The effects of 2,4-dinitrophenol and d-glucose concentration on the development, sex ratio, and interferon-tau (IFNT) production of bovine blastocysts.

The preimplantation bovine embryo displays sexual dimorphism in glucose sensitivity and interferon-tau (IFNT) secretion that are negated by inhibition of the pentose phosphate pathway, suggesting that the association between glucose metabolism and IFNT likely underpins the selective loss of female embryos. The aim of this study was to determine if altered glucose metabolism, through glucose supplementation and/or uncoupling oxidative phosphorylation with 2,4-dinitrophenol (DNP), affected embryo development. Bovine blastocyst development, sex, and IFNT production were examined in embryos cultured in the presence or absence of glucose (0, 1.5, 4 mM) with or without exposure to DNP (0, 10, 100 μM) between Days 5 and 8 post-fertilization. The absence or presence of high (4 mM) glucose reduced blastocyst development and favored the development of male embryos (P < 0.001).
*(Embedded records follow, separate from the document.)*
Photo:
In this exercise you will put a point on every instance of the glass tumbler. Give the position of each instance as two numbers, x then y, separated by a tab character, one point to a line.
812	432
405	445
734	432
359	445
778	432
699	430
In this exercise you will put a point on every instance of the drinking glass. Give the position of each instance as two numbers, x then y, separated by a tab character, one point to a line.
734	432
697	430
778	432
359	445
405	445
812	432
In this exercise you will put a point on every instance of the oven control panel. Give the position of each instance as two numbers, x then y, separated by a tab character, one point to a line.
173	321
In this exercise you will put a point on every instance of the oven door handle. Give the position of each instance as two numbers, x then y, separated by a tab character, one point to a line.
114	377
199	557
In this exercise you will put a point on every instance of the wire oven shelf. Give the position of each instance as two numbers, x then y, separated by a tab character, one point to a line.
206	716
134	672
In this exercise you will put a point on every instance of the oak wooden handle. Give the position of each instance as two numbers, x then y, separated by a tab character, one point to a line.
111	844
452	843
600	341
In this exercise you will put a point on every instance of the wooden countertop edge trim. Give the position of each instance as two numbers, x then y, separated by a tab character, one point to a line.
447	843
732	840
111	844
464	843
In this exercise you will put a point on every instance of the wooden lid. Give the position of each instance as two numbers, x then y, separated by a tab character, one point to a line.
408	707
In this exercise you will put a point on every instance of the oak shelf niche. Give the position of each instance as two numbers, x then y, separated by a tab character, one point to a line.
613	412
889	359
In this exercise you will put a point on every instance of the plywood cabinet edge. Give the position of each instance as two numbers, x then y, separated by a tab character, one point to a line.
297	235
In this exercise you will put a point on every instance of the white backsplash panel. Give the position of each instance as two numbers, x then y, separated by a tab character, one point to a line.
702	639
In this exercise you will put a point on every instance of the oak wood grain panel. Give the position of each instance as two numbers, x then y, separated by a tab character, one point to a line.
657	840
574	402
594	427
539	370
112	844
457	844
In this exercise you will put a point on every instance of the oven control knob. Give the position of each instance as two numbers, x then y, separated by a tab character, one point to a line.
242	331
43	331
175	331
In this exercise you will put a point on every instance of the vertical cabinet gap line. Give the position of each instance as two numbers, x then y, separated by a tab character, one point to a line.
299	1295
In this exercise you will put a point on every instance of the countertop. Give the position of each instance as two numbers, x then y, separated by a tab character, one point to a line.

DNP at 10 μM had no effect, whereas 100 μM had a negative impact on blastocyst development. Notably, in the presence or even absence of glucose, supplementation with 10 μM DNP further skewed the sex ratio toward males (P < 0.05). Sexually dimorphic IFNT production was maintained in these conditions, although total production was reduced in the presence of high glucose and DNP, irrespective of embryo sex. These data suggest that the pentose phosphate pathway can modulate embryonic sex ratio and development. Therefore, bovine embryo culture should be undertaken in a low glucose (<2.5 mM) medium to minimize potential embryonic stress, as higher concentrations have sexually dimorphic effects on development and an embryo's ability to signal to the maternal reproductive tract.